Further, as shown in fig. 3, the number of the joint cracks in the drill hole is recorded according to the drill hole image of the single drill hole, so as to obtain the total number of the joint cracks of the drill hole passing through the rock body in the depth range of the single drill hole, and the rock body joint interval index is calculated:
the joint spacing index is equal to the total number of joint cracks drilled through the rock mass over a single borehole depth/single borehole depth range.
Further, as shown in fig. 4, according to the drilling image, counting the joint state of a single drilling hole passing through the joint surface of the rock mass, wherein the joint state comprises the roughness degree, the corrosion condition and the closure degree of the drilling hole passing through the joint surface of the rock mass, and according to the joint state of the drilling hole passing through the joint surface, obtaining the joint state index of the rock mass within the depth range of the single drilling hole.

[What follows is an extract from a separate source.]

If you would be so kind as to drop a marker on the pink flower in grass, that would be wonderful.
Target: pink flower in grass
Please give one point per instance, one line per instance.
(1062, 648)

Further, in a single borehole, the cores corresponding to the boreholes are sampled, the number of samples sampled by each borehole is not less than 10, the samples are numbered and recorded, in a specific embodiment, the samples can be sampled by taking standard uniaxial compression samples (the size phi 50 x 100 mm) for uniaxial compression test and also can be sampled by taking irregular samples for point load test, and in order to simplify the description, the description is mainly made by taking the irregular samples for point load test, of course, the standard uniaxial compression samples can also be sampled for uniaxial compression test, and on the basis of knowing the technical scheme of the invention, the standard uniaxial compression samples can be adopted for uniaxial compression test by a person skilled in the art, so that the description is omitted.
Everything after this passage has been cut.